Lorsque je rentre dans une bibliothèque ce que j’aime beaucoup, c’est regarder les présentoirs à la recherche
de la couverture qui me détournera de mon chemin. Je lis les titres pour me donner envie. Si la quatrième
de couverture de l’un d’entre eux me plait, je lis une page au hasard et si le jeu de séduction se poursuit, le livre
termine dans mon sac, le coup de foudre a eu lieu. Les bibliothécaires sont un peu des entremetteurs et souvent
je cède à la tentation... Tout compte fait, c’est plutôt agréable de tomber sur la perle rare qui nous fera frissonner aux premières caresses, pleurer et rêver au fond de notre lit pour au final, claquer la porte au bout
du cinquième rendez-vous... Je crois que j’aime passer du temps dans ce lieu pour être justement hors du temps.

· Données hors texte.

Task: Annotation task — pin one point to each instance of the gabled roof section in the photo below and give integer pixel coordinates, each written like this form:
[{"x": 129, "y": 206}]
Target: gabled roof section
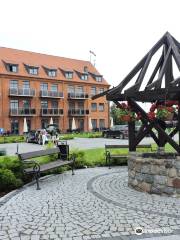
[
  {"x": 43, "y": 60},
  {"x": 163, "y": 69}
]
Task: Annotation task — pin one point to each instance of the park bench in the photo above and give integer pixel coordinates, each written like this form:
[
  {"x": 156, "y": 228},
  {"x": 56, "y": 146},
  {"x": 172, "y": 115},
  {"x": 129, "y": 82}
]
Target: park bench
[
  {"x": 31, "y": 166},
  {"x": 109, "y": 155}
]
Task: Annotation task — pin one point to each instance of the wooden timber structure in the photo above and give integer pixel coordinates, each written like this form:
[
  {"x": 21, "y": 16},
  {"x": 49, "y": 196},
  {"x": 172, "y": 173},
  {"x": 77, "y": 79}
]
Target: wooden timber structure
[{"x": 160, "y": 87}]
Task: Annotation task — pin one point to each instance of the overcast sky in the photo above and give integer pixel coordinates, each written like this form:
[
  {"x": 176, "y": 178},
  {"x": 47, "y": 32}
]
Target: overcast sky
[{"x": 120, "y": 32}]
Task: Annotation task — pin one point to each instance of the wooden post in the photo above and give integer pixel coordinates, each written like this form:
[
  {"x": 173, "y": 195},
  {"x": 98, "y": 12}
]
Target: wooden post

On n’y est jamais seul, on est entouré d’histoires, de personnages, de paysages inconnus, comme dans un tourbillon. C’est comme être en apesanteur, les murmures qui se noient, la moiteur des rayons, la lumière blafarde
et glaçante des néons, l’odeur du papier et du plastique des couvertures. Ce sont ces interactions, ces sensations
qui me sont chères lorsque je vais à la bibliothèque, lorsque je tiens un livre dans mes mains. Tomber sur un titre,
une image qui m’attrape et pouvoir aller plus loin en feuilletant quelques pages avant de le glisser sous mon
bras ou de le reposer sur la table, en attendant que d’autres mains viennent en faire de même. La bibliothèque
c’est un peu une agence de rencontre avec les livres ! À la bibliothèque, l’histoire est d’autant plus brève que l’on
doit rendre le livre au bout de quelques jours, pour le faire voyager encore et encore. Je trouve ça excitant de
savoir qu’il soit passé dans d’autres mains, un autre salon, d’autres ambiances. Est-ce une femme ? Un homme
qui l’a lu ? Quel âge avait ce lecteur ? A-t-il aimé lire ce livre autant que j’ai aimé le faire ? Où se trouvait-il pour
lire ? Dans son jardin, dans le fauteuil en cuir de son salon, dans le train ? Il y a dans l’esprit de la bibliothèque
d’autres histoires qui se racontent, celles que l’on imagine sans en parler et celles qui font se croiser la vie des
gens sans même qu’ils le sachent. C’est comme regarder les passants dans la rue et imaginer ce qu’ils font dans
la vie, où ils vont. C’est à la fois doux et énigmatique. Mais dans une bibliothèque numérique comment ça se
passe ?
La bibliothèque est à l’origine une boîte dans laquelle sont rangés des livres, du grec ancien biblio, l’évocation
du livre et thêkê, le lieu, la boîte. Mais elle est aussi le lieu de la concentration des livres, le lieu de diffusion
du savoir, représenté par les bibliothèques institutionnelles. Aujourd’hui, le terme de bibliothèque numérique
relève de l’association de deux entités distinctes. D’une part, la bibliothèque qui est un lieu, un établissement
public ou privé où une collection de livres, d’imprimés, de manuscrits est conservée, consultée ou prêtée.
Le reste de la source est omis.